A half-hour later, she sat on
the floor watching a cable news channel. She hadn’t wanted to change clothes
before she ate, so she’d just slipped off her shoes and spread a napkin in her
lap.

Her dress
wasn’t really made for sitting on the floor, but she made do, tugging down the
hem of her skirt when it got hiked up too much.

Luke was going
through emails on his tablet as he ate, so he sat in a chair. The only gesture
toward relaxing was taking off his suit jacket and sliding off his shoes.

She wasn’t
finished eating when Luke stood up. Instead of leaving the room, as she
expected, he just looked at her.

She stared up
at him. Since her mouth was full, she gave him a questioning look.

He lowered his
lean body to the floor beside her. “I want to renegotiate terms.

Molly groaned.
“Come on, Luke. We just did that three months ago, and it took ages to reach an
agreement.”

“Even so.” His
expression didn’t change. He looked matter-of-fact and business-like, as he
always did. His brief vulnerability in the car had disappeared.

“Fine. But I’ve
already bumped it up to six social events a month. If you want me to go to even
more, then you’re going to have to give me something big.” When he opened his
mouth to reply, she spoke over him. “I mean, really big. Like I do one fewer
job for you a year. No more client referrals.
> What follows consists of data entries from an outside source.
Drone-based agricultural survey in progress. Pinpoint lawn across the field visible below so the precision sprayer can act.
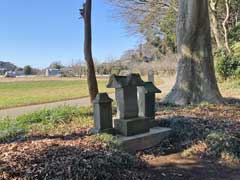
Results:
[0,78,112,109]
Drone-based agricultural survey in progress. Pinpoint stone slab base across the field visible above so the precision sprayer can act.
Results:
[114,117,150,136]
[88,128,115,134]
[118,127,171,152]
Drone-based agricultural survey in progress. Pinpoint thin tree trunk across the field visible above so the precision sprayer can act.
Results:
[82,0,98,102]
[164,0,223,105]
[209,0,222,49]
[222,0,231,53]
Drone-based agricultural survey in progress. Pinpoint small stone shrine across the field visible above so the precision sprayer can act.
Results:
[138,82,161,119]
[107,74,149,136]
[91,93,113,133]
[91,74,171,152]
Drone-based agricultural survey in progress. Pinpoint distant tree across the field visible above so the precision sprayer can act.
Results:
[23,65,32,75]
[50,62,63,69]
[80,0,98,102]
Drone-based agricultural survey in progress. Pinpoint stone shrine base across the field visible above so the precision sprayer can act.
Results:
[117,127,171,152]
[114,117,150,136]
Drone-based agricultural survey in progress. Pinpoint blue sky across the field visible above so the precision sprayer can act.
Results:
[0,0,139,68]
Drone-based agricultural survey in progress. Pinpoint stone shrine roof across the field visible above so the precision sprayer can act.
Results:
[93,93,113,104]
[144,82,162,93]
[107,74,144,88]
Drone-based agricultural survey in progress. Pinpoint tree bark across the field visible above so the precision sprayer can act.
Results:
[82,0,98,102]
[222,0,231,53]
[164,0,224,105]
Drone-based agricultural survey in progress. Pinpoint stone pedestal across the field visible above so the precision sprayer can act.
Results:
[114,118,150,136]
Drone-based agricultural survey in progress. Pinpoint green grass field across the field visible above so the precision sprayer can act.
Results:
[0,79,112,109]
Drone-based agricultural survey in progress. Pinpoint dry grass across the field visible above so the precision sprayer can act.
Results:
[0,78,112,109]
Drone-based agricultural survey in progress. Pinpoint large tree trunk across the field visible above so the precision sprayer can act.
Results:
[82,0,98,102]
[164,0,223,105]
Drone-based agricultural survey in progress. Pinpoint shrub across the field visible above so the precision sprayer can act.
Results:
[206,132,240,160]
[215,51,240,79]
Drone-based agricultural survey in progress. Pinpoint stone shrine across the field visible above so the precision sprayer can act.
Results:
[137,82,161,119]
[107,74,150,136]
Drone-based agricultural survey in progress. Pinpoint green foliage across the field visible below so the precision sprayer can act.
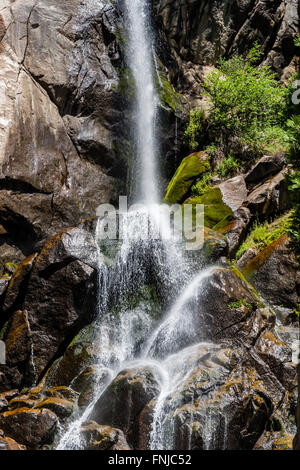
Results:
[165,152,210,204]
[218,155,241,178]
[287,171,300,254]
[184,108,205,150]
[236,212,293,259]
[287,114,300,170]
[203,44,286,155]
[258,126,290,154]
[191,172,214,197]
[227,299,253,312]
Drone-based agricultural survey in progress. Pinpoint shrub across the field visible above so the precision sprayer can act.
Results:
[287,114,300,171]
[236,212,293,259]
[184,108,205,150]
[191,172,213,197]
[218,155,241,178]
[203,44,286,153]
[287,171,300,254]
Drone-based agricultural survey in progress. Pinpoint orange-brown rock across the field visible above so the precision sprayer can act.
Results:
[0,408,57,448]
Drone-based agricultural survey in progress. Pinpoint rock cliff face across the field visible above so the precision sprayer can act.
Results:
[0,0,300,450]
[152,0,299,99]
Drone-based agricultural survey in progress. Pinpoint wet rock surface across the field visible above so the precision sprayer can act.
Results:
[0,0,300,450]
[0,408,57,448]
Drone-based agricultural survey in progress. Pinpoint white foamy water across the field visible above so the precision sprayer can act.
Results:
[125,0,158,204]
[57,0,214,449]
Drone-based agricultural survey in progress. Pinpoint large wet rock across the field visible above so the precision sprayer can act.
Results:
[242,235,300,308]
[165,152,210,204]
[0,408,57,448]
[91,368,160,442]
[0,228,98,388]
[154,0,298,81]
[0,430,26,450]
[3,310,32,367]
[0,0,126,254]
[81,421,130,450]
[245,154,286,185]
[138,342,292,450]
[246,170,289,216]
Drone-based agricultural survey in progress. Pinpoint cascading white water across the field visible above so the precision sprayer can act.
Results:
[57,0,213,449]
[125,0,158,204]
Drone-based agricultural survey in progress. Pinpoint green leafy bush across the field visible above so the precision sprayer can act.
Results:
[184,108,205,150]
[236,212,293,259]
[218,155,241,178]
[227,299,253,312]
[191,172,214,197]
[287,173,300,254]
[203,44,286,153]
[287,114,300,170]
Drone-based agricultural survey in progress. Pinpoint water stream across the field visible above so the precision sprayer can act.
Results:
[57,0,214,449]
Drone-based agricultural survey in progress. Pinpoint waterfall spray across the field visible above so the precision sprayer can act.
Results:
[125,0,158,204]
[57,0,213,449]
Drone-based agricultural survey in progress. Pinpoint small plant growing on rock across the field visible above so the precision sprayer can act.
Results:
[203,44,286,158]
[184,108,205,151]
[227,299,253,312]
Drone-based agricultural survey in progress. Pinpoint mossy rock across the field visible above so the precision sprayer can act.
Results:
[242,235,288,281]
[185,187,235,233]
[112,284,162,320]
[165,152,210,204]
[154,56,184,112]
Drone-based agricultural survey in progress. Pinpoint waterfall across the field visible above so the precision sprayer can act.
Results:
[57,0,214,449]
[125,0,158,204]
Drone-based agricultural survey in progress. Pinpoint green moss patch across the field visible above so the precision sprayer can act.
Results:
[236,212,291,259]
[227,299,253,312]
[243,235,288,281]
[186,187,234,233]
[165,152,210,204]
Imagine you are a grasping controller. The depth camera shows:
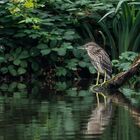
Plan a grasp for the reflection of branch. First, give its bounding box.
[86,91,140,137]
[86,94,112,135]
[109,91,140,127]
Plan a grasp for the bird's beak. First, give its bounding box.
[78,46,85,50]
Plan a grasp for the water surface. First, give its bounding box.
[0,81,140,140]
I’ve already got more business
than I can handle, so that’s not going to do it for me.”

“It isn’t about
more social events. Six is adequate.”

“Oh. Then what
is it?”

Luke glanced
away from her momentarily. Then he met her gaze, his eyes bland and steady. “We
agreed that, in terms of sexual activity, the only acceptable outlet for either
of us is discreet professionals.”

Molly blinked,
taken by surprise. “That was your idea, since dating outside of our marriage
would have gotten in the way of the stable reputation you were trying to
build.”

Luke, of
course, hadn’t wanted to stop having sex altogether when they got married. So
they’d agreed that either one of them could use the services of a high-priced,
very discreet escort service. Molly, early on, had tried it. She’d been bitter
enough to think it might be the best, easiest way to have sex. It hadn’t been
exciting or satisfying, though. It had felt weird and unnatural. So, for almost
three years, she’d taken care of her sexual urges with a small collection of mechanical
devices.

Luke, she
assumed, made use of call girls regularly. They’d agreed never to have such
encounters in the apartment, so he probably went to hotel rooms. She didn’t
think about it much.

“Yes, it was my
idea, but I would like it to change,” Luke responded. “I’m finding that
unsatisfying.”

Molly frowned,
feeling a little sick as she processed his words. “Well, I’m sorry. I don’t
want to be unreasonable, but you can’t have a girlfriend. It would be…it would
be humiliating. Everyone would think you were cheating on me.”

She wondered if
he had met someone. Perhaps that was what had prompted this. Irrationally, she
didn’t like the idea at all.

He was a
classic workaholic—often at his office eighteen hours a day when he wasn’t
traveling. She bleakly wondered when he’d even have time to hook up with
someone regularly.

“I don’t want a
girlfriend. If I wanted a girlfriend, we could simply end our marriage. I don’t
want to do that. In fact, I don’t want anything significant about our agreement
to change. I simply want to adjust this one item.” He glanced away again, his
eyes resting on the large, flat screen of the television.

“Then I don’t
understand. If you want to have sex with someone other than a call girl but you
don’t want a girlfriend, then what exactly do you want?”

Luke cleared
his throat and cut his eyes back to her. “I want to have sex with you.”

***

You
can find more information about A Negotiated Marriage
here
.

About the Author

 

Noelle handwrote her first
romance novel in a spiral-bound notebook when she was twelve, and she hasn’t
stopped writing since. She has lived in eight different states and currently
resides in Virginia, where she teaches English, reads any book she can get her
hands on, and offers tribute to a very spoiled cocker spaniel.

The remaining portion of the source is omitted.